NEWS10 November 2010

Public polls lack openness and scrutiny, say party pollsters

News North America

US— A group of pollsters who work for the two main political parties have criticised the proliferation of published polls that fail to disclose how they were conducted, and the “sometimes uncritical” media coverage of such surveys.

In an open letter, 19 campaign pollsters say that the media’s practice of “judging polls by their accuracy in the closing weeks of an election rather than by the professionalism with which they were conducted is unfortunate”.

Among the signatories are Democrat pollster Diane Feldman, Republican pollster Bob Moore, and Joel Benenson, who conducted polling for Barack Obama’s presidential election campaign.

Public polls, they explain, differ on whether they reveal information on how voters were sampled and screened, whether bilingual interviewing took place, and whether potentially biasing questions were asked before the main ‘horse race’ question.

The authors raised particular concerns about hard-to-reach groups such as ethnic minorities, whose views may be underrepresented or distorted by weighting in some polls.

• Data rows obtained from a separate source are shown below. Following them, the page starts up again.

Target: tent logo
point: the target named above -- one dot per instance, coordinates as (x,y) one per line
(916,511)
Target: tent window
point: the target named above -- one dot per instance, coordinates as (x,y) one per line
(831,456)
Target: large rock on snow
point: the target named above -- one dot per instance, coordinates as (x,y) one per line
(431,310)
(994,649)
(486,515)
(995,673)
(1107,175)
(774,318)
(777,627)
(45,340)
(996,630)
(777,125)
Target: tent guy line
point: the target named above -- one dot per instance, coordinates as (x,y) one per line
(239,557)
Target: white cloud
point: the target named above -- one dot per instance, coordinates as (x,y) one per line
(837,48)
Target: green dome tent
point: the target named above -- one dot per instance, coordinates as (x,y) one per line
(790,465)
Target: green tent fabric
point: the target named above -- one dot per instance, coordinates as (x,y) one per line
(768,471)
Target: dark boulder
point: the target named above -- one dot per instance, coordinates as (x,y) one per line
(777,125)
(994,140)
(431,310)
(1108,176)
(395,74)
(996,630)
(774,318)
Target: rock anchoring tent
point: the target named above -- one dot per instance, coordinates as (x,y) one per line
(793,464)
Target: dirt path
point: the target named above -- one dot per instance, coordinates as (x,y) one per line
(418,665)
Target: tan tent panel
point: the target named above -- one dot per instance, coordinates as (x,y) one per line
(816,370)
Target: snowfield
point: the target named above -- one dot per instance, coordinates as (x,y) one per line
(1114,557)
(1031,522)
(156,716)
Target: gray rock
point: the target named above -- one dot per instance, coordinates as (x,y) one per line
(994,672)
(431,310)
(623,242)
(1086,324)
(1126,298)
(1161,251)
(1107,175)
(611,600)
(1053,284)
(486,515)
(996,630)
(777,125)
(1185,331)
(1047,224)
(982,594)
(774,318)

The letter highlights the standards developed by the American Association of Public Opinion Research (AAPOR), which call for “full and complete disclosure” of survey methodology at the time results are released. “We would urge extreme caution in coverage of polls that do not meet these standards,” the authors said.

As political observers look back on the US mid-term elections to see which polls got it “right” and which got it “wrong”, the authors call for polls to be judged by their professionalism “rather than by apparent accuracy in the closing weeks of campaigns”.

Public polls “have the capacity to shape media and donor reactions to election contests”, the authors write. “We would urge the media to examine whether publically released polls meet AAPOR standards in choosing whether or not to cover them.”

“Polls that show the most dramatic numbers in terms of candidates’ winning or losing often draw the most media response,” they write. “It is therefore especially critical to subject such polls to rigorous examination.”

In a statement to the Huffington Post, AAPOR president Frank Newport said the association “appreciates and endorses” all efforts to encourage adherence with its code and standards.